The archbishop of the capital of the Central African Republic has decried the ongoing massacre in the nation and has urged politicians to “stop the suffering of the people as soon as possible.”
In his homily this Saturday, Archbishop Dieudonné Nzapalainga of Bangui, said he was speaking for “those who are displaced,” “fleeing the ongoing violence” and “living in difficult conditions,” and called on “the leaders of the country to take quick decisions to stop the suffering of the population in Bangui and elsewhere in the country,” reported Fides Monday.
Present at the Mass was the nation’s new Prime Minister, Mahamat Kamoun, a Muslim and former special advisor appointed by the country’s Christian President Samba Panza. Kamoun officially took office on Aug.14 and is hoped to lead a transitional government that seeks to implement a cease-fire signed in Brazzaville, Congo’s capital, July 23.
Despite this ceasefire signed between former Seleka rebels and anti-Balaka militias, the archbishop stressed the massacres of civilians continue.
The lastest one occurred in M’Brés comune in the north of the country, where, according to authorities, the mainly Muslim Seleka rebels killed at least 30 people, following a series of attacks on remote villages over the last week.
These rebels are former members of the Seleka alliance that ruled the country for 10 months.

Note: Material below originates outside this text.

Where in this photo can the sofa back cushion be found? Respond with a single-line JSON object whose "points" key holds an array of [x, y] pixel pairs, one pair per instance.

Religious and ethnic unrest began last year when their coalition toppled the government.
Claiming self defense, largely Christian communities formed “anti-Balaka” vigilante forces and carried out revenge attacks on Muslims.
As a result of this conflict, thousands of people have died and more than one million civilians have been displaced.
In January, the Seleka fighters left power, but have regrouped in the nation’s northern region, where in recent months they have been launching new attacks.
In the coming weeks before a U.N. peacekeeping mission is to arrive in mid-September, some witnesses in the region claim the rebels will assault other villages.